Shambroom’s village councilors are middle-aged Americans in mostly casual clothes, including polo shirts for the two men. They all seem to be listening to the speaker at the right–three of them watching her face, one staring attentively into the distance.

The flags and seal behind them convey authority. These people represent the state, which ultimately wields the power of life and death. (Compare the empty juror chairs in Jim Dow’s eloquent photo, “Grady County Courthouse, Jury Box, Cairo, Georgia, 1976,” also in the exhibition.) But the councilors are not evidently bossing anyone around. They are probably trying to decide whether a proposed building conforms to the city plan.

The councilors occupy a dais that sets them apart from any constituents who might attend, whether to petition them or to oversee their work.
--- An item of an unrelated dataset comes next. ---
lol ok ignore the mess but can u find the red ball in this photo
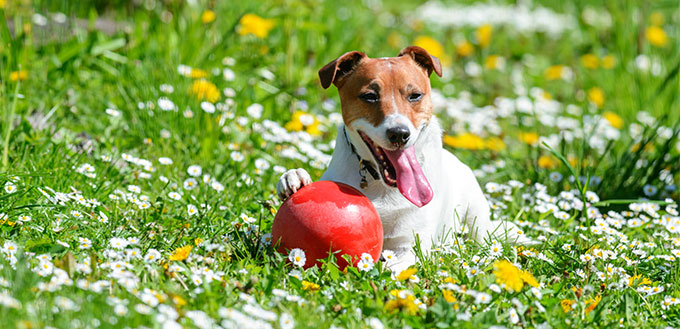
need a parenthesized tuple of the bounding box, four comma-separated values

The woman at the center, presumably the council chair, is raised higher, and she seems to be listening with mild amusement.

The large scale of the photograph (33 x 66 in) makes it monumental, in the tradition of public history painting. In fact, the exhibition invites a comparison to “The Magnanimity of Lycurgus” (1791), a large and histrionic oil painting by Jean-Jacques François Le Barbier, which was made for the Paris Salon at the height of the Revolution. Shambroom’s photo suggests that representative Americans deserve the same kind of recognition as the Lawgiver of Sparta.

Shamboom has made many such images. Compare Wadley, Georgia (population 2,468), City Council, August 13, 2001, which is in the Whitney.

The word “populism” is being used today mainly to criticize political ideologies that posit that the true people of any given country form a homogeneous and intolerant bloc. The people have enemies–domestic and foreign–and can be led by a single, charismatic figure. For me, Shambroom’s city council images are quiet statements of a different form of populism. Here, the people are diverse and deliberative, and they merit the right to do the unglamorous and endless work of self-government.